Instrument Pilot Program


Why Get an Instrument Rating

The two most significant benefits of the rating are a reduction in barriers created by the weather and an increase in comfort and competence when dealing with Air Traffic Control (ATC). Following closely in third place is an increased respect for the difficulties and challenges for flight in non-visual conditions, an aspect the FAA hopes will keep pilots from taking on more than they can safely handle. The most obvious benefit of an Instrument Rating is freedom from VFR restrictions. An Instrument Rating makes it possible to leave while other remain stuck on the ground, and perhaps even more important, to come home again without risk if the weather deteriorates in the interim.
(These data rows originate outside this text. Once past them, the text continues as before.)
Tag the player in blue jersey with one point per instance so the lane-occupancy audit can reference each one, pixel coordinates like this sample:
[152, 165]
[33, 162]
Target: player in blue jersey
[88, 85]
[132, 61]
Minimum Requirements for an Instrument Rating: (FAR 61.65)

  • 40 hours of Actual or Simulated Instrument Time
  • 15 hours with an Authorized Instrument Instructor (CFII)
  • 50 hours of Cross Country Time as Pilot in Command (10 of which must be in an airplane)
  • Pass an FAA Knowledge and Practical Exams





Estimated Costs

The cost of obtaining an Instrument Rating can vary depending on how often you fly and how quickly you master each subject. The figures below are estimates only and are based on 40 hours of aircraft rental including 30 hours dual instruction, 10 hours safety pilot time, and 15 hours ground instruction.


Cessna 172Cost
40 hours Aircraft Rental (including fuel)$5640
30 hour Flight Instruction$1470
15 hours Ground Instruction$600
Books & Supplies$200
FAA Knowledge Exam$165
Totals$8075


Please Note:

15 hours of ground is estimated and varies with each individual.

A .2 for pre/post flight debriefings will be added to every instructional flight.
Due to the fact that medical exams and practical exams vary in price and are paid out of pocket directly to these individuals, these prices are not included in the above totals.
Sales tax is added to every solo (non-instructional) flight.